Some of that analysis is going to be a bit repetitive. Many of those bills have already been heard, and some of them were passed in the Legislature last year.
For instance, SB 155 by Noreen Evans (D-Santa Rosa), which would mandate coverage of maternity care, has pretty much identical language and intent to last session’s AB 1825. That bill, which had been authored by former Assembly member Hector De La Torre, D-South Gate, was passed by the Legislature, and then vetoed by former Governor Schwarzenegger.
It may be the same bill, Evans said, but it’s not the same circumstances.
“Two things have changed since then,” Evans said. “The federal health care reform law was passed, and that changes some things. And,” she said, “now we have a new governor.”
A governor more likely to agree with Evans and the Legislature that California’s health insurers should offer maternity coverage more often than they do.
Only about 19% of individual policies offer maternity coverage, Evans said. Doing the math, given the 2 to 2.5 million Californians who have individual policies, and with half of those insureds being women, that means that up to 1 million women in California have individual insurance but don’t have maternity coverage.

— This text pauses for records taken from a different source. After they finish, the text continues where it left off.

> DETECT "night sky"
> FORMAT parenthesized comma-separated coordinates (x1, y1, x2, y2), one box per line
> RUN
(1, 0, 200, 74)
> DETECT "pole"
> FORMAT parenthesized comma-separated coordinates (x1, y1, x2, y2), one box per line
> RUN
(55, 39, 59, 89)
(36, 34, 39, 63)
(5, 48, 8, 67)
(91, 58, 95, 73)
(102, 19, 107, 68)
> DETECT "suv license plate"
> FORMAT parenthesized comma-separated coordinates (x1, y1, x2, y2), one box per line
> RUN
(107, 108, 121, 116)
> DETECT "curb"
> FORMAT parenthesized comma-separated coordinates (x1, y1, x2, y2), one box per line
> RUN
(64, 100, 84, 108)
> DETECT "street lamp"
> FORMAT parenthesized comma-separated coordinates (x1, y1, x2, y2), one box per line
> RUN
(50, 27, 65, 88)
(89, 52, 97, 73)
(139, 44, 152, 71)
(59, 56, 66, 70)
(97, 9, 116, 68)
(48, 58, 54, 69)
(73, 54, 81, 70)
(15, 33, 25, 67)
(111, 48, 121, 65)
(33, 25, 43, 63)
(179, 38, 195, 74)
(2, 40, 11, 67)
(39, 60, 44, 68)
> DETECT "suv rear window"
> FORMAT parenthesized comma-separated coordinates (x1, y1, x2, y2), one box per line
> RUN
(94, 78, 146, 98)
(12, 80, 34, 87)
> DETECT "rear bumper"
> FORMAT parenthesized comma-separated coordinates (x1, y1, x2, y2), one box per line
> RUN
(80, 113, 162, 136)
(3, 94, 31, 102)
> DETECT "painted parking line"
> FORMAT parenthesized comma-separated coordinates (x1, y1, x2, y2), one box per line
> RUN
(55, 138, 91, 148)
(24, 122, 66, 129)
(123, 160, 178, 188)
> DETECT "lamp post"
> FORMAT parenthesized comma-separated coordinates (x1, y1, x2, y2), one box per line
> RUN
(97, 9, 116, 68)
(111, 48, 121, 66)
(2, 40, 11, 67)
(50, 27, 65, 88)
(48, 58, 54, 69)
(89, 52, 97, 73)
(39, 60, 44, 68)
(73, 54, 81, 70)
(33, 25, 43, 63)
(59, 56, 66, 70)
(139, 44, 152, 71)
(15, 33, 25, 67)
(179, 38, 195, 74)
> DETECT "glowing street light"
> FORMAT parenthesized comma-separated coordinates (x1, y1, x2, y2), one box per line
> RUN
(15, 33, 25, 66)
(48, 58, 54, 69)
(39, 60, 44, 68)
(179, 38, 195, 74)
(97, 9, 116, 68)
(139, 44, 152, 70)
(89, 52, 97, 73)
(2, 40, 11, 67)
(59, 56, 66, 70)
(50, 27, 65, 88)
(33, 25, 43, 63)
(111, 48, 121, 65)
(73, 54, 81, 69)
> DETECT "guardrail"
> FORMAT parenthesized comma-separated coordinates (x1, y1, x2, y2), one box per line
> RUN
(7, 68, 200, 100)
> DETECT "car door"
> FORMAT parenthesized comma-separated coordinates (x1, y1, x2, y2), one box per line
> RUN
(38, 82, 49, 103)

“And when you factor in the fetus, that’s 2 million people,” Evans said.
It’s also not fair to parse the policies into what’s offered to men and what’s offered to women, she said. “The way insurance works is, when you spread the risk, the cost of coverage is much less. When you narrow the pool, the price goes up. So it becomes prohibitively expensive if the risk pool is narrow,” Evans said.
The federal maternity care mandate goes into effect in 2014, but Evans said it’s not clear just how much will be covered by the federal law — certain types of individual plans, she said, may not be covered by the feds.
“And thatâs what I’m concerned about,” Evans said. “I wanted to make sure women are covered, comprehensively, for maternity care. This would start maternity coverage quicker, and make sure it’s broader than the federal law.”
If the bill passes the Legislature and is approved by the governor, it would go into effect by January 2012, Evans said.
“Women who don’t get maternity care have children who are born earlier and are less healthy, and that costs more for everyone. It’s really cost-effective for the state,” she said.
“This is just fundamental to good health, that babies have a good healthy start in life,” Evans said. “It’s important for the health of the mom and the health of the baby. I can’t think of any better reason than that.”